Yeas, it probably would. Not too bad but definately uncomfortable.

The main problem is that it wont let go


----------



## ronzz (Oct 26, 2004)

My chameleon is about 6 months old and ever since i got him (about 4 months ago) i've tried to handle him, but he starts hissing. The guy in the shop said this is just coz he's nervous and he'll stop doing it the more he's handled, but he is still doing it. I've read somewhere that they do not like to be handled so they should be left alone. Should i keep perservering or am i stressing the little guy out too much. But when he's out he seems to love it and is alot more active than what he is in his viv.


----------



## RRice (Feb 16, 2005)

ronzz said:


> My chameleon is about 6 months old and ever since i got him (about 4 months ago) i've tried to handle him, but he starts hissing. The guy in the shop said this is just coz he's nervous and he'll stop doing it the more he's handled, but he is still doing it. I've read somewhere that they do not like to be handled so they should be left alone. Should i keep perservering or am i stressing the little guy out too much. But when he's out he seems to love it and is alot more active than what he is in his viv.
> [snapback]929225[/snapback]​


i used to have a jackson, they get stressed out very easily and stress can cause them to get sick and die more easily then you would think. its best to leave them alone for the most part. i have seen some that dont mind being handled and some that hate it and attack. depends on the speciman, similar to aggressiveness in piranhas, depends on the individual fish


----------



## Atlanta Braves Baby! (Mar 12, 2003)

chameleons can be handled, but they would rather not be. They are more of a look and enjoy pet then say a ball python. Dont get me wrong, you can handle him, just dont overdue it.


----------



## nomaddan (Nov 26, 2004)

Yeah, chameleons are not very social pets. If you keep it up he could end up dead.


----------



## ronzz (Oct 26, 2004)

Sound advice

He's a veiled (Yemen) chameleon. Yesterday he was at the glass so i opened his viv and he walked up my arm, and onto my bed, ran to my pillow which was upright and sat at the top of it and seemed really happy. If he's at the glass i open it and he normally comes out but doesn't like to be held he likes to climb on my bed, but i'm not gonna grab him when he's in his cage anymore as he does get really stressed.

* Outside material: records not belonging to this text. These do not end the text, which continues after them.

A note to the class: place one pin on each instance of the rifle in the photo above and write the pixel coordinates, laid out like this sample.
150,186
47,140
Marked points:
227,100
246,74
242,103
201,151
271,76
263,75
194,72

At the minute he's being fed crickets and mealworms (powdered with vitamin supplement). The mealworms and crickets are fed spring greens and carrot. I've been told that when the mealworms change into moths you should feed them to the chameleon as it'll keep them active. But they also said that moths are not nutritionally good. Does anyone know of anything else that is nutritionally good for chameleon except for crickets. I want to vary his diet more. Any ideas?


----------



## Burf (Nov 3, 2003)

i think you got your wires crossed somewhere!!!

Mealworms dont turn into moths, they are the larval stage of the darkling beetle.

As for moths, i think you mean wax worms which are the larva for a moth.

the beetle probaly aren't not much good for the chams, but i expect it would be good to feed the cham moths. It would provide a bit of variety to their hunting methods.


----------



## ronzz (Oct 26, 2004)

Ah right!!!! I did wonder why they changed from mealworms to beetles but hadn't changed into moths yet. My mate is talking crap (he must have meant wax worms, but told me mealworms)


----------